It was the quintessential American holiday- -the 4th of July. The location was not only idyllic but classic- -a small American town nestled among the gentle hills, rolling plains and gently streaming waters of MId-America.
The whole scene- -a lovely summer day, a Main Street closed to traffic for a parade to pass, kids running up and down the sidewalks or sitting on the curb while their parents and elders sat in lawn chairs behind them, the high school band marching proudly in their summer fatigue uniforms and playing the school fight song, politicians and civic leaders riding in the back seat of convertibles borrowed from local car dealers, all sorts of groups and associations and clubs walking down the street behind their American and club flags- -the whole scene could have been lifted from the opening of "Mr. Smith Goes To Washington". In fact, a scene almost exactly like it featured in the opening minutes of that 4th of July cinematic staple, "Yankee Doodle Dandy".
It was all as American as the holiday it celebrated.... until the shots rang out. Seventy of them, the police say, in less than a minute. In that minute the band dispersed into a mob running for its life. The elders sat frozen in shock until they, or someone near them, keeled over from a wound. Parents grabbed their little ones and, in an inspired act of caring for their young, plopped them into curbside dumpsters whose impenetrable sides would shield them from the flying bullets.

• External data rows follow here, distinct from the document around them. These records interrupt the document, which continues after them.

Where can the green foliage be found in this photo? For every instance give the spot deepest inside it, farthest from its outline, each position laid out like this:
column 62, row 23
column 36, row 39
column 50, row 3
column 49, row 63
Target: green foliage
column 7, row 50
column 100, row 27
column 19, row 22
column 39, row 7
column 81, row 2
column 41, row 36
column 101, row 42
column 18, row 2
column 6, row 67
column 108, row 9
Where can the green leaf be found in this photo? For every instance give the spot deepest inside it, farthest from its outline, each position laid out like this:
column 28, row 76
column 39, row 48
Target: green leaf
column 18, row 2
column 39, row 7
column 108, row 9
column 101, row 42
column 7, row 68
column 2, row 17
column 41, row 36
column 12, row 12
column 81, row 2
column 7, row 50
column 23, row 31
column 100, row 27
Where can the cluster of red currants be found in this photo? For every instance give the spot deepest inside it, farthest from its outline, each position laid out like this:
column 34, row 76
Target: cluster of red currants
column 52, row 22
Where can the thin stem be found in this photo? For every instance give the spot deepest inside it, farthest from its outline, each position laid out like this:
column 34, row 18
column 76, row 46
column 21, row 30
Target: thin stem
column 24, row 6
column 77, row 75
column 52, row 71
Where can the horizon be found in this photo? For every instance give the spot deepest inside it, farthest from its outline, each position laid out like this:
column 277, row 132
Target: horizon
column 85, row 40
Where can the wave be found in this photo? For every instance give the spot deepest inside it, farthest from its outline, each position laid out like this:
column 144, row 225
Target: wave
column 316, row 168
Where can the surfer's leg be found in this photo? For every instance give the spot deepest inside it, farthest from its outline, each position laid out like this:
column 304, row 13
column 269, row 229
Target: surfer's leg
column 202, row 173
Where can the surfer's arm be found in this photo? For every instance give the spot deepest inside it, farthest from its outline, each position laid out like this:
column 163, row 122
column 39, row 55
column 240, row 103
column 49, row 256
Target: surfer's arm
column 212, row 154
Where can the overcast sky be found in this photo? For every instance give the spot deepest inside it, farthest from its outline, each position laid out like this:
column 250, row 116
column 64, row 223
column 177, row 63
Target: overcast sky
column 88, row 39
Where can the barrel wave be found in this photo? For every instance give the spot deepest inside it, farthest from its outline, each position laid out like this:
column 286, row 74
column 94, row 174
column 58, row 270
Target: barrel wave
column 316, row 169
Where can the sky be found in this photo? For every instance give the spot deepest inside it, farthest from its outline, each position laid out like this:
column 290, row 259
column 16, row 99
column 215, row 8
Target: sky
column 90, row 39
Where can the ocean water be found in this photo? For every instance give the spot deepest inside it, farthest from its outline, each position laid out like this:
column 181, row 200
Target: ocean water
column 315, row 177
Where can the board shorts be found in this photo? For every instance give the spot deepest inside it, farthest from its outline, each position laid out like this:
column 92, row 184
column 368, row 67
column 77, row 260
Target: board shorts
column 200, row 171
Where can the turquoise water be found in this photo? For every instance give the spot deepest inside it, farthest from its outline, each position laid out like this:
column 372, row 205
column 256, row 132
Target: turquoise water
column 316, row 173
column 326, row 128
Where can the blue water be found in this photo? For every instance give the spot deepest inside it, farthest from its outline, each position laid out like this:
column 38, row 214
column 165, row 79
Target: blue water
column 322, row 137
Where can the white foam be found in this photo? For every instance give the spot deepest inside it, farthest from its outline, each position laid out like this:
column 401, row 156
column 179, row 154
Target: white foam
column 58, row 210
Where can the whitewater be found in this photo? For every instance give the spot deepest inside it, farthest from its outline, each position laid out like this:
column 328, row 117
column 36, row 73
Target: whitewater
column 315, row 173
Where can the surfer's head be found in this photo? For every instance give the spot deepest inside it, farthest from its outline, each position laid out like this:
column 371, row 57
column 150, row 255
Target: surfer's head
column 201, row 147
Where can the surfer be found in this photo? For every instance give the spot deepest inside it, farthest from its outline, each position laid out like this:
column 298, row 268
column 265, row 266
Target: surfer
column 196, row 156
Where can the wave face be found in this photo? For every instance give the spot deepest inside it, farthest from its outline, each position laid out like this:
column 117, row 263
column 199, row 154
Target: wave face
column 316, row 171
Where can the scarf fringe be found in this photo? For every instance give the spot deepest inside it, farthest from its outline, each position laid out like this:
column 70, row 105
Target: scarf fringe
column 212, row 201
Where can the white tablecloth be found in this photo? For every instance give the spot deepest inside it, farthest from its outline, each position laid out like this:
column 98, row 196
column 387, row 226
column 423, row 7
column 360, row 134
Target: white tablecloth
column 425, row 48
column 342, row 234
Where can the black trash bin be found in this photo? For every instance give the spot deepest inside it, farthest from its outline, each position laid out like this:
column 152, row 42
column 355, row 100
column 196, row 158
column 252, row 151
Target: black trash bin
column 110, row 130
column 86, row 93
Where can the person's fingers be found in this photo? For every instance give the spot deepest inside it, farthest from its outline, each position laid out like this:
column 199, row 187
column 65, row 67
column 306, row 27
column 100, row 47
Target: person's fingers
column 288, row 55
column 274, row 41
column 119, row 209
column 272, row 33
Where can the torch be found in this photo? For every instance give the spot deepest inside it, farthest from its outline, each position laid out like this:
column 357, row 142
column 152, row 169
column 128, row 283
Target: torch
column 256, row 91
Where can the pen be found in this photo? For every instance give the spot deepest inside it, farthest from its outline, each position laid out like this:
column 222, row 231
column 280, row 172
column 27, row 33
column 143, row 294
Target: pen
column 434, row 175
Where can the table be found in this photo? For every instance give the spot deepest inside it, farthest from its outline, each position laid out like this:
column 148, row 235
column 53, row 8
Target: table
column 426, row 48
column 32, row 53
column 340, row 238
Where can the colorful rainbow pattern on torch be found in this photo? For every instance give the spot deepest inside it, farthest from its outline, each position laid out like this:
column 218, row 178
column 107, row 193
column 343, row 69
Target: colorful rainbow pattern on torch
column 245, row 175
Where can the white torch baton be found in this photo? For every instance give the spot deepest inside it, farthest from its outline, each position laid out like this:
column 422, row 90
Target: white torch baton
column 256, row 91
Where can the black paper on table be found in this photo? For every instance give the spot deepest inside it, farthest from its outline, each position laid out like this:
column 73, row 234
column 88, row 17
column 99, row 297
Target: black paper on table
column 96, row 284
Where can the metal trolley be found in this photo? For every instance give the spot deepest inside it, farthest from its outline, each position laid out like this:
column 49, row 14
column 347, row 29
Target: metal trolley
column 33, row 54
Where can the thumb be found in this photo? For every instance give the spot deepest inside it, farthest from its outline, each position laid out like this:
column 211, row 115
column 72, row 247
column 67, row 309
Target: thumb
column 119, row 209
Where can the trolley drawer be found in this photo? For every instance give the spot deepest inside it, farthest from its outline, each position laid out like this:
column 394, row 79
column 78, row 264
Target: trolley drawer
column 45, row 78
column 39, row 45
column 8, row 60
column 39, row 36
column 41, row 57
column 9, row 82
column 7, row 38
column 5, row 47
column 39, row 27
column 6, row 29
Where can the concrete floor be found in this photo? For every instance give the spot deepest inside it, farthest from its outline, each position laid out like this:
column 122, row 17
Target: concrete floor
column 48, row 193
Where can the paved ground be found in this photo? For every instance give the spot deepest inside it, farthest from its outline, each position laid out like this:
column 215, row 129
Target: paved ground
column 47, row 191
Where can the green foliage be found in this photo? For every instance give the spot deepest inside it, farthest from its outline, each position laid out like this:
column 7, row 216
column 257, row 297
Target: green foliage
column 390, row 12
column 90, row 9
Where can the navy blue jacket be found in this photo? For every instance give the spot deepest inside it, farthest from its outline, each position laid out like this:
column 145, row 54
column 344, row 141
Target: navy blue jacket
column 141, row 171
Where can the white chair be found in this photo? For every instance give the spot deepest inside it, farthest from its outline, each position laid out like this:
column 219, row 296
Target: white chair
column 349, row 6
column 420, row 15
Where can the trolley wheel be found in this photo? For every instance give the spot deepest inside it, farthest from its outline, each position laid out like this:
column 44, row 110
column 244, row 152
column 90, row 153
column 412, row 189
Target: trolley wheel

The cops, quickly recovering from their initial shock, began running toward the sound of the gun. Two doctors in the crowd of spectators stopped in mid-flight to kneel and help the wounded. Firemen riding their apparats in the parade jumped off their vehicles to help.
And even so seven people were killed, 30+ wounded, everyone emotionally scarred for days, for weeks, maybe forever.
If you're not safe on the Main Street of your own little town in the middle of a 4th of July parade with police and firemen saturating the crowd; if you're not safe there and then, where and when are you safe.
And this carnage was only one of nine- -yes, nine- -mass casualty shootings in America over the holiday weekend.
It seems that besides the parades and bands and fireworks, besides the ice cream cones and hot dogs, the frisbee tosses and pick-up ball games that have always marked the 4th of July, we now have the new but increasingly common feature of an active shooter event.
What a country. I'm sure Washington and Jefferson, Madison and Monroe, the celebrated Mr. Hamilton and the under-rated Mr. Paine would all be proud of what we have let ourselves become.